Republicans are meeting as we speak to deny this President that opportunity.

Tuesday, March 2, 2010

Ten Minutes at the Fort Point Channel

A day full of meetings, including one in the Fort Point Channel area of Boston.  As I made my way to the luncheon, I snapped a few...

Monday, March 1, 2010

Two messages, one future…

merge-700542 From an email to all VNAB staff:

I recently heard some interesting comments from two individuals I respect… and thought I’d pass them along to you.

I first became acquainted with Guy Kawasaki in the 1980s and have been reading his articles since in Entrepreneur and Forbes, among other places. He describes himself as an “early stage venture capitalist” but his most famous experience was working at Apple in the early days. He was part of the team that developed the Macintosh Computer which has always fascinated me because Apple was focused on other products at the time and came very close to not supporting the development of this new platform. Apple experienced many “near death” moments in their history, but persisted and reinvented themselves several times over. Such innovations include the Macintosh itself, the iPod, iPhone and soon, the iPad. Not long ago, Apple was not even in the music business. Today, more people purchase music from the Apple iTunes store than any other place on the planet.

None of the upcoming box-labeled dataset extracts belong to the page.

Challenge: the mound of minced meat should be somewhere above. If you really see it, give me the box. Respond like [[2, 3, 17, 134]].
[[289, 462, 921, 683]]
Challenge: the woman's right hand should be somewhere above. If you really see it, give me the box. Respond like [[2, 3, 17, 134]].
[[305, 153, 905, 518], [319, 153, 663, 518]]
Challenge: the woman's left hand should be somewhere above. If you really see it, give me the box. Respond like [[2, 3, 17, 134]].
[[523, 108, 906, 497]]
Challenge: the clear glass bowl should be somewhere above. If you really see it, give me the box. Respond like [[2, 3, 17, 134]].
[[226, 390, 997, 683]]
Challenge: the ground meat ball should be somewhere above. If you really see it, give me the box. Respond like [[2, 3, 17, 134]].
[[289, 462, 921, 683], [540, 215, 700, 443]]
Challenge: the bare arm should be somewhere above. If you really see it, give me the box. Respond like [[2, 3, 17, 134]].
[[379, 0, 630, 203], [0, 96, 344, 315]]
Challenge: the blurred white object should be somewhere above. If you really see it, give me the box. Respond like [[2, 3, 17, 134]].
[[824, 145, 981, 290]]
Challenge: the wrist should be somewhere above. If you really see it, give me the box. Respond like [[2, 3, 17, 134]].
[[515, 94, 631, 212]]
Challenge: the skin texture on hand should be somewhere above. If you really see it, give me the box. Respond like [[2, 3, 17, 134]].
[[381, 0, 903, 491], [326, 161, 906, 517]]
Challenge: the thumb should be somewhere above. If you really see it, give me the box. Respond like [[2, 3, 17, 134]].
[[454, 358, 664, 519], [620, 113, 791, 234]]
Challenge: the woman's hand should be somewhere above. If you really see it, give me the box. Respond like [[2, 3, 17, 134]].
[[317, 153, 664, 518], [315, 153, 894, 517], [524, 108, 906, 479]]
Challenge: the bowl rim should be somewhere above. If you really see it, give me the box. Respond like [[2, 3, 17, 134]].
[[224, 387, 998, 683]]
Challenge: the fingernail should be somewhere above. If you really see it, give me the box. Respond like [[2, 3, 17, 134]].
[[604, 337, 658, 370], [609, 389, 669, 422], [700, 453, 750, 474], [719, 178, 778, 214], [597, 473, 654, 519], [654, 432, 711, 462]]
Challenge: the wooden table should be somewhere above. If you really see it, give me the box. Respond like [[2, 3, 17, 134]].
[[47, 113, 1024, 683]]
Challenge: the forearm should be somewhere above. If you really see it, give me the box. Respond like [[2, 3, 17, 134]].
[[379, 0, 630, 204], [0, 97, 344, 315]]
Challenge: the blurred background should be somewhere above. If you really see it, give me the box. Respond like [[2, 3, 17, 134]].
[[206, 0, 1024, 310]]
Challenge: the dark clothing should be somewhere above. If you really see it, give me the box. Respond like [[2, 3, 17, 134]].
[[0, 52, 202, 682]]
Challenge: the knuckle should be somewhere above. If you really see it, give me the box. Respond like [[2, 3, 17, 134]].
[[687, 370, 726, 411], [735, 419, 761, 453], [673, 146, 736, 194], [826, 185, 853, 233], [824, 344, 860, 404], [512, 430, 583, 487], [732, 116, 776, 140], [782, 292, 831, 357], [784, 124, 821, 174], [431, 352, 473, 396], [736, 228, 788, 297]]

I heard Guy speak a few weeks ago about innovation – a topic he is well qualified to discuss as his resume would surely indicate. He was speaking to a group of home care executives and describing the fact that, in his experience, the most innovative products and services, the ones that significantly alter an industry, are deep (you anticipate what your customers want in advance and try to incorporate that into what you offer), intelligent (cleverness counts… it helps you to offer unique products and services), complete (the more you can minimize handoffs to others, the more likely you’ll succeed) and elegant (there’s a “coolness” factor; people see your product or experience your service and are inherently drawn to it). Guy’s message to the home care industry: it’s time to innovate.

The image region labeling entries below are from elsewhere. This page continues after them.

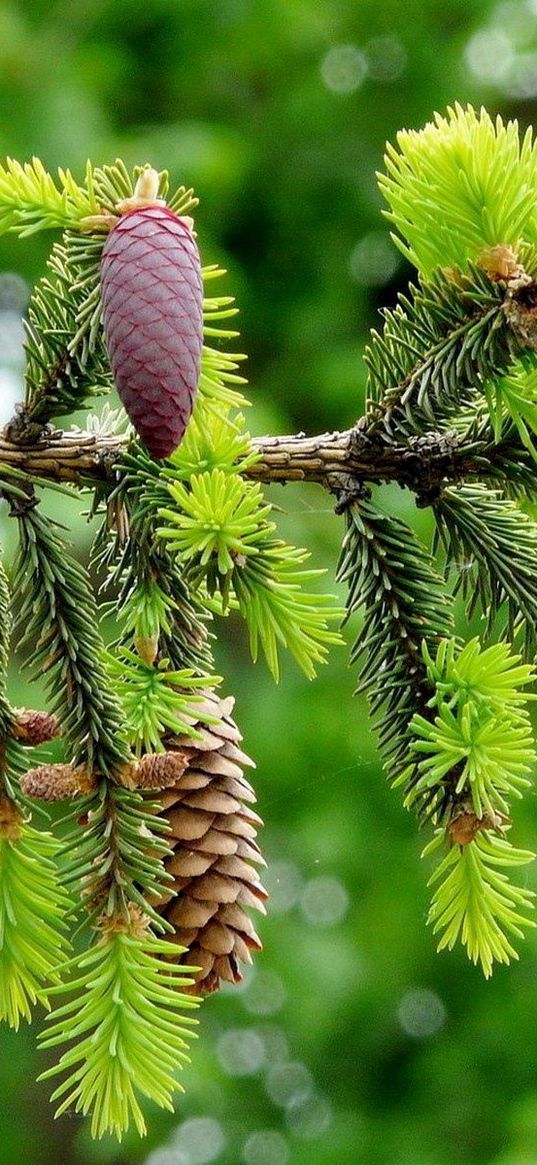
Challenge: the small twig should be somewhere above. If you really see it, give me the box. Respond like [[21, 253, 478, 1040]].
[[0, 421, 493, 493]]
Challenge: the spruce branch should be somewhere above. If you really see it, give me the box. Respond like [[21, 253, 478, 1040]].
[[377, 104, 537, 276], [8, 482, 129, 776], [433, 482, 537, 658], [41, 911, 198, 1141], [423, 829, 536, 979], [338, 496, 453, 804]]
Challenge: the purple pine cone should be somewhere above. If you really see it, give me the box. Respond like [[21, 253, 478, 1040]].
[[101, 206, 203, 458]]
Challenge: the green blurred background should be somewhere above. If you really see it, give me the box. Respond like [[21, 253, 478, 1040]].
[[0, 0, 537, 1165]]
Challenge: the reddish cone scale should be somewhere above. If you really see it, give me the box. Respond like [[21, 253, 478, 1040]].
[[101, 206, 203, 458]]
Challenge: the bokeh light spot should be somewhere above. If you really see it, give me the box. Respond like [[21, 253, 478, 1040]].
[[259, 1023, 289, 1067], [243, 970, 287, 1016], [365, 36, 407, 83], [263, 862, 303, 915], [0, 271, 30, 316], [0, 368, 22, 425], [397, 990, 446, 1039], [301, 877, 348, 926], [170, 1116, 226, 1165], [266, 1061, 313, 1108], [503, 52, 537, 101], [143, 1148, 191, 1165], [320, 44, 367, 93], [465, 28, 515, 85], [348, 231, 400, 288], [285, 1093, 332, 1141], [217, 1028, 266, 1076], [242, 1129, 289, 1165]]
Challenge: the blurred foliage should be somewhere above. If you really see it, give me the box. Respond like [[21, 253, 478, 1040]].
[[0, 0, 537, 1165]]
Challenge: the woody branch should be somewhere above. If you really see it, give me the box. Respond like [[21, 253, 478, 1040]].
[[0, 418, 488, 492]]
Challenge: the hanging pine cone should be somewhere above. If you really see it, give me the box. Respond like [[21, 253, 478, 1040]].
[[101, 170, 203, 458], [148, 692, 267, 993]]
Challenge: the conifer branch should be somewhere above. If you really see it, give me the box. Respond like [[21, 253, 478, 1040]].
[[0, 418, 531, 493]]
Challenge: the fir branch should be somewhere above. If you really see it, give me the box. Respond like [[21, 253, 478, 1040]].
[[423, 829, 536, 979], [63, 781, 171, 931], [8, 482, 129, 776], [433, 482, 537, 658], [0, 157, 99, 238], [379, 104, 537, 276], [0, 820, 70, 1029], [156, 467, 341, 679], [338, 496, 453, 801], [108, 647, 221, 755], [40, 915, 198, 1141], [365, 267, 514, 440], [21, 241, 112, 436]]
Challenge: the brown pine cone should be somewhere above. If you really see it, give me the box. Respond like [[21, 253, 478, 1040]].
[[152, 692, 267, 994]]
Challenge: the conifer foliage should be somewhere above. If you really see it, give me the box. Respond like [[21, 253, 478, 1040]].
[[0, 106, 537, 1138]]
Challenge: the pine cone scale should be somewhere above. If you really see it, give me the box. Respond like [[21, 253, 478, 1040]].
[[153, 693, 267, 993]]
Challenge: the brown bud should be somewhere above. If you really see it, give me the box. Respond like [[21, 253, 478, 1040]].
[[447, 812, 482, 846], [0, 797, 23, 841], [12, 708, 61, 744], [21, 764, 97, 800], [478, 243, 524, 281], [135, 749, 190, 789], [134, 635, 158, 666], [447, 809, 508, 846]]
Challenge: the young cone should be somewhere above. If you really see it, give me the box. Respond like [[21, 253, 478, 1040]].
[[149, 692, 267, 994], [101, 198, 203, 458]]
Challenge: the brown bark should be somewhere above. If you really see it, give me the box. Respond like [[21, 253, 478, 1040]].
[[0, 422, 482, 492]]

In my four months at the Visiting Nurse Association of Boston, I’ve seen some interesting innovations. I wrote about them here, here and here. In the highly (and increasingly) competitive world of home care, I have little doubt about the importance of our continuing to innovate in this very manner.

Last Friday, I met with John Auerbach, Massachusetts Commissioner of Public Health. I know John, but this was the first time I’ve seen him since joining the VNA of Boston; that gave me a good opportunity to speak with him about our organization and his thoughts about it. I wish I could have recorded what he said as it was most impressive. He stated that we are different from other home care agencies. And different from other health care organizations as well. The term he used repeatedly was “stepped up”. Back when HIV and AIDS were poorly understood and greatly feared, the VNA of Boston stepped up and served patients in their homes. When the Department needed to focus on bioterrorism and emergency preparation nearly a decade ago, we stepped up and more recently, our organization stepped up when the Department was contending with both widespread and contained infectious disease outbreaks. We stepped up. And this is what makes us different.

Our future? Our future stems from the convergence of these two different messages. We need to continue to differentiate ourselves… to innovate. We need to embrace and continue our 125 year mission of being there, of stepping up. We need to do both.

That’s our shared task and responsibility. It’s the key to our future and our success.